# If your wife removes her married status from Facebook



## BadKarma (Jun 27, 2009)

....is that a bad sign? LOL


----------



## preso (May 1, 2009)

what did she put?

single?
( sorry I dont know the selections on the facebook site)


----------



## wonder (Jun 30, 2008)

I changed my status to divorced on my myspace page so the my friends (my list is only people i know personally) no i'm going through some sh!t


----------



## Dark Angel (Jun 17, 2009)

It means she looking for attention.

Is she possibly immature?


----------



## Heidiw (Jul 2, 2009)

Mine use to say marred until he wanted a separation. So I had "its complicated" then I found out that his "friend" an internet cow he only met online put on her account that she was in a relationship with my husband. Yes she made it public & he didn't know til I showed him. She had his first & last name on her page along with his picture.:smthumbup:

So mine now says single since that day.


----------



## recent_cloud (Apr 18, 2009)

BadKarma said:


> ....is that a bad sign? LOL


yes.

just in case my answer was unclear, YES.

i rarely use caps because i'm lazy.

consider yourself special and in a particularly acute situation.


----------



## Rhea (May 16, 2009)

The fact that you actually took the time to type out the question and I quote:

"If my wife changes her status on Facebook to single, is that a bad sign?"

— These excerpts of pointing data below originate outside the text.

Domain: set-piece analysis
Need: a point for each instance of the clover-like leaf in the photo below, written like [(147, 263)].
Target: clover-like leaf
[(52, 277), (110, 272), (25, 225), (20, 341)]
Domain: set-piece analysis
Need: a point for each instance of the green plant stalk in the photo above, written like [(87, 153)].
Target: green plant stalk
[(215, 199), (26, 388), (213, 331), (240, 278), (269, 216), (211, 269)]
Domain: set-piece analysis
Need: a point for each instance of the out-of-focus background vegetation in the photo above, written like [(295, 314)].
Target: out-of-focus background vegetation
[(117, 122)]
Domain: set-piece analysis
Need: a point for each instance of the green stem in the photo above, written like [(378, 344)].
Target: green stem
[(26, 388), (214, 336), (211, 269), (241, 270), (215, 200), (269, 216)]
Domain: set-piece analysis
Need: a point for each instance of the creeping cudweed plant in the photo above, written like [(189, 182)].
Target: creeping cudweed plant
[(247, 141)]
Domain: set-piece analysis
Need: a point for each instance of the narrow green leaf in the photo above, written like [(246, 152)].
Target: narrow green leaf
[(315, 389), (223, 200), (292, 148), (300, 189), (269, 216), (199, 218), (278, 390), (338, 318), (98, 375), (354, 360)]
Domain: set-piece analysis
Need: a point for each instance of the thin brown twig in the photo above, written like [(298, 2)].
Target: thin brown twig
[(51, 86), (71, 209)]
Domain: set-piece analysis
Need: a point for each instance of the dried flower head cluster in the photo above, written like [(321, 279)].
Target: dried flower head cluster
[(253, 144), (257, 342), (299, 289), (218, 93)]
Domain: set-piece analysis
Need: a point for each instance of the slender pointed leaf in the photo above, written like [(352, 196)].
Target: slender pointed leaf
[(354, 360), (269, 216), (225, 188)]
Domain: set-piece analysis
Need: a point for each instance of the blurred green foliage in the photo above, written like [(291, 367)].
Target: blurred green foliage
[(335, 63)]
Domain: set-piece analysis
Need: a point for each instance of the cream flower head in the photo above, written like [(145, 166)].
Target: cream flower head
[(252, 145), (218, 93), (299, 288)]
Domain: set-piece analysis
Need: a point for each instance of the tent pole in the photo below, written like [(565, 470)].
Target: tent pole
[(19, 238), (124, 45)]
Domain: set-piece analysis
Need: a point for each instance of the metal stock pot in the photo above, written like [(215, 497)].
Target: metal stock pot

Stupifies me. Duh! Yes it's a bad sign especially considering she's not uh...single. But hey that's just how I look at it. You may view it differently.


----------



## recent_cloud (Apr 18, 2009)

i love the 'you may view it differently'

rhea how congenial of you.:bounce::bounce:


----------



## BadKarma (Jun 27, 2009)

yeah, its was pretty much a rethorical question.


----------



## Conflicted (Jun 24, 2009)

Rhea said:


> The fact that you actually took the time to type out the question and I quote:
> 
> "If my wife changes her status on Facebook to single, is that a bad sign?"
> 
> Stupifies me. Duh! Yes it's a bad sign especially considering she's not uh...single. But hey that's just how I look at it. You may view it differently.


Sometimes people just want some conversation on something they know the answer to. 

Have you asked your wife why she did it?


----------



## BadKarma (Jun 27, 2009)

Conflicted said:


> Have you asked your wife why she did it?



Things are getting tense around the house, she's still moving out Aug 1st. 

We agreed to take each other off our joint bank accounts. When she logged into mine to get the acount info, she saw all the money had been moved out into an individual money market account. In hind site, it was a bad move on my part. 

I'm seeing my Laywer on Monday. 

She broke down a bit last night, admitted she is being shelfish by not wanting to stay and try to work things out. She was disturbed to the point she talked about what she would do if I had a gun in the house. I assumed her, but I didn't ask if she meant me. 

I feel bad she would even talk that way, I don't think she would go thru with it. Why do people say stuff like that?


----------



## littleT (Jul 16, 2009)

Yes, that is an extremely bad sign. Be prepared to find and unearth more information that may surprise you on facebook. When I joined FB, I put my status at "In a Relationship w/ my boyfriend's name". He confirmed that he was in a relationship with me. However, he didn't realize that it basically notifies everyone on his list. And on his list of friends included "his other girlfriend" and she saw this. So, he eventually blocked her from his account and then deleted his account. When you see that she deleted her account immediately, looks like she is hiding something from you.


----------